Kimdim? Senin için neydim? İnan artık bilmiyorum... "

(Beş ay sonra)

Arda ile otogarda yaşadığımız tuhaf karşılaşma, yaşanmamışlıkların yaşanması ve soluksuz geçen beş ay... Hala ne oldu? Nasıl oldu? Ne ara ne hale geldik? Çözemediğim bir hızla hiç beklenmedik şekilde bir araya gelmiştik. Otogarda buluşmamızın ardından aramızda konuşulmadık hiçbir şey kalmamıştı. O bana neden benden uzak durduğunu, ben ona neden Ankara'ya apar topar döndüğümü anlattım. Tabi ki annem ile tartışmamızın odak noktasının o olduğunu ona söyleyecek kadar kafayı henüz yememiştim. Aklımı başımdan almış olsa da o kadar da değildi canım. Adam tutmuş Umut'a ayıp olur diye bana yaklaşmak istememiş bir de annemin ona, bize onay vermediğini öğrenirse artık kutuplara mı gider, uzaya mı ışınlanır bilemezdim. Sırf bu yüzden ona bu konudan bahsetmeme kararımı bir anda almıştım. Çünkü biz onunla ilk defa bir şeyleri ciddi anlamda konuşup, paylaşımlarda bulunmaya başlamıştık. Konuşuyor, konuştukça akıp giden zamanın farkına varamıyorduk.
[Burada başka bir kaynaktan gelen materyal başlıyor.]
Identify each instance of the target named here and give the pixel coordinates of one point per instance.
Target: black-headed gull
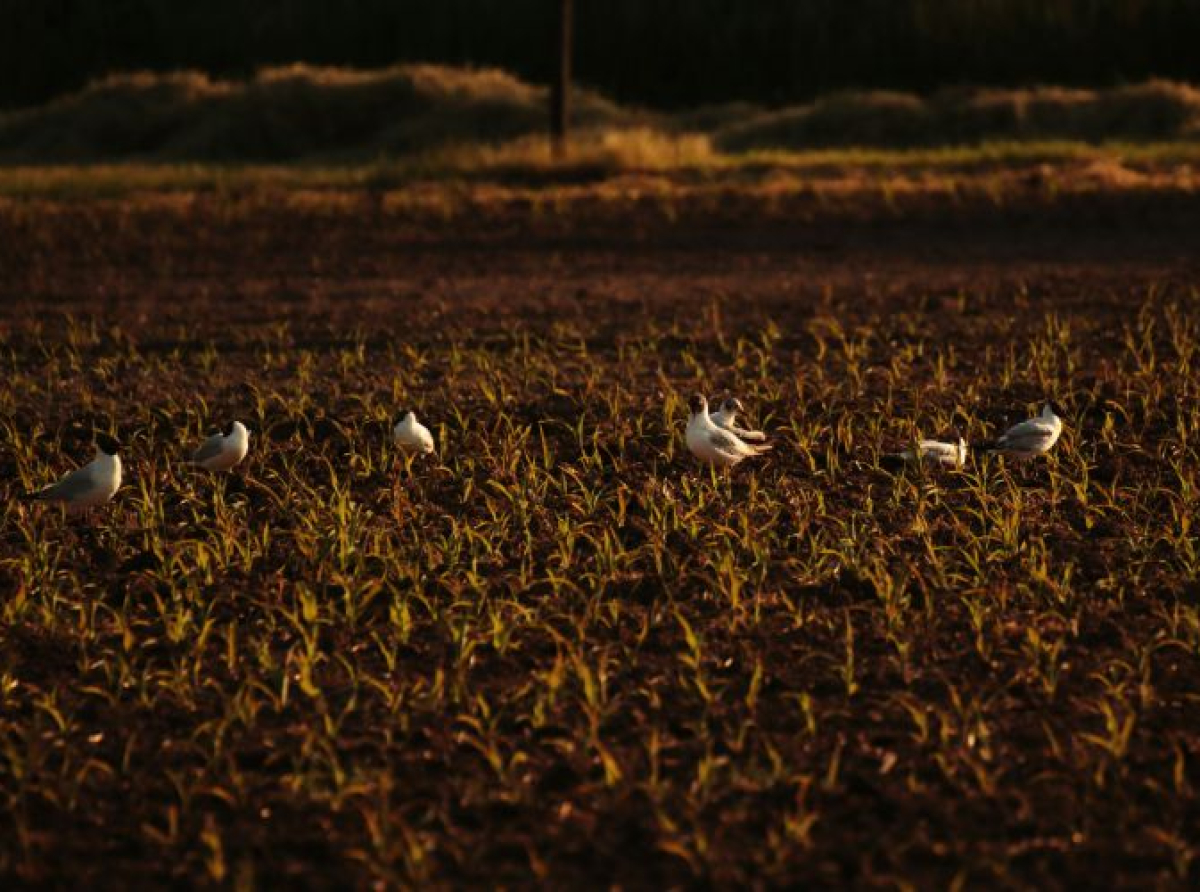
(412, 436)
(935, 452)
(726, 418)
(91, 485)
(1031, 438)
(222, 450)
(714, 444)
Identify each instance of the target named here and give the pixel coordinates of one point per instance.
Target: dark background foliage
(666, 53)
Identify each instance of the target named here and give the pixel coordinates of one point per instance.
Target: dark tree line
(667, 53)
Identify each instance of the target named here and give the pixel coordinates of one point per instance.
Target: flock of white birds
(715, 438)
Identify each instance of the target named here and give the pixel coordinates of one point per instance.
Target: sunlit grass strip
(527, 162)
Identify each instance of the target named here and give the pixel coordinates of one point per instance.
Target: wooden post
(561, 87)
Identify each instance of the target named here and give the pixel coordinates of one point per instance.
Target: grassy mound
(303, 113)
(1152, 111)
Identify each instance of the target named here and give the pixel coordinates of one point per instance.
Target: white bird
(726, 418)
(222, 450)
(412, 436)
(1031, 438)
(936, 452)
(714, 444)
(91, 485)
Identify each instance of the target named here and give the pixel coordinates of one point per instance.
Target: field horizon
(561, 652)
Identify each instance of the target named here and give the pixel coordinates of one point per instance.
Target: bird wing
(748, 436)
(1026, 433)
(70, 489)
(209, 449)
(725, 442)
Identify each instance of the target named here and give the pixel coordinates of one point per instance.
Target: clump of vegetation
(559, 652)
(289, 113)
(1153, 111)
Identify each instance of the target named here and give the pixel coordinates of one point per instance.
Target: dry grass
(561, 653)
(329, 115)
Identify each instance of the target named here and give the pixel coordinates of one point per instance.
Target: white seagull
(222, 450)
(936, 452)
(412, 436)
(726, 418)
(91, 485)
(1031, 438)
(714, 444)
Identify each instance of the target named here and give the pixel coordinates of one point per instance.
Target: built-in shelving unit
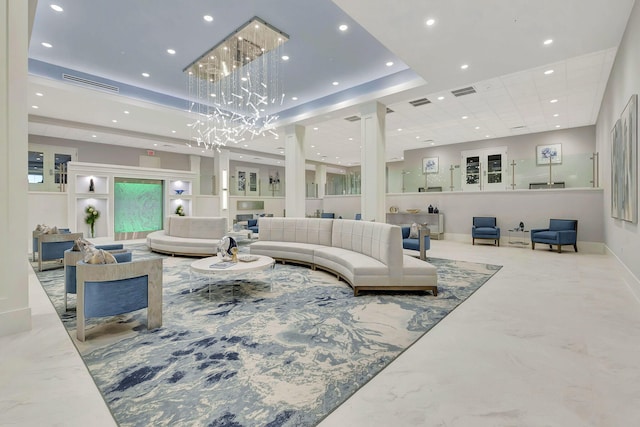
(80, 176)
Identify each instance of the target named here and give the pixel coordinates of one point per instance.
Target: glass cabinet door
(484, 169)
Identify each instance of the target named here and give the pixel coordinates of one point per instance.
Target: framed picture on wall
(549, 153)
(430, 165)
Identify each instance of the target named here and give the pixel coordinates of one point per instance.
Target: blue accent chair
(106, 290)
(413, 244)
(51, 247)
(252, 225)
(71, 258)
(484, 227)
(560, 232)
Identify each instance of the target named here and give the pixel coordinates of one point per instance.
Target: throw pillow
(98, 256)
(414, 233)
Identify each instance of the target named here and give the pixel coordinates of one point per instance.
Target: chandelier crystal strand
(235, 90)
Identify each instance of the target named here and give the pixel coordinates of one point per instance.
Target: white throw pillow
(414, 232)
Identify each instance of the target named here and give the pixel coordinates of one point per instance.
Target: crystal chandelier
(234, 88)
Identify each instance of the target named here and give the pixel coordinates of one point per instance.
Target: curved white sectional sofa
(367, 255)
(188, 235)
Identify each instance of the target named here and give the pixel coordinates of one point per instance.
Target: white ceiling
(501, 41)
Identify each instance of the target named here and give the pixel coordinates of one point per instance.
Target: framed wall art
(549, 153)
(430, 165)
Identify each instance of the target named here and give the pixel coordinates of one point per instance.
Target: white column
(321, 180)
(294, 172)
(15, 314)
(373, 116)
(221, 168)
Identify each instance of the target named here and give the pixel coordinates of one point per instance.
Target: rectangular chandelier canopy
(235, 88)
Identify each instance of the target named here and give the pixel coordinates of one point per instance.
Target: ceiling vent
(90, 83)
(464, 91)
(419, 102)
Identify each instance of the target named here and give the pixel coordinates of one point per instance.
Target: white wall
(622, 238)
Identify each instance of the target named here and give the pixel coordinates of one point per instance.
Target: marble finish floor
(553, 340)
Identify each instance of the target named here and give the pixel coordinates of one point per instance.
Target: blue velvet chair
(484, 227)
(51, 247)
(252, 225)
(560, 232)
(413, 244)
(71, 258)
(106, 290)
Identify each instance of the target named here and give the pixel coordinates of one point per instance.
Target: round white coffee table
(215, 268)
Arda'nın sürpriz bir şekilde otogarda karşıma çıkması ve ardından soluksuz yaşanan dakikaların ardından, o gece Arda otele gitmeye karar verdi. Cemre henüz Trabzon'dan dönmediği için öğrenci evimizde kalmasını teklif etsem de nezaket ile bu önerimi geri çevirirken bunun doğru olmayacağını beni kırmamaya özen göstererek tatlı dille anlattı. Ah be adamım, senin o tatlı diline kurban olmaz mıyım ben? Onsuz geçen o geceyi nasıl geçirdim, sabahı nasıl sabah ettim hala kendime de sabrıma da inanamıyorum. Yaşadığım heyecan ve kalbimin çarpıntısının seslerini kulaklarımda o kadar şiddetli hissediyordum ki zihnim annem ile yaptığım hararetli tartışmayı bile bastırmayı başarmıştı. Ta ki zır zır çalan telefonumda Umut'un ismini görene kadar... İçime tarifi imkânsız korkular basarken, onun öğrenmiş olabilme ihtimali, dahası annemin benim yaptıklarımı Umut'a anlatmış olma varsayımı ile o an ölüm meleğinin çok yakınlarımda olduğunu hissetmiş ve deli gibi içim ürpermişti.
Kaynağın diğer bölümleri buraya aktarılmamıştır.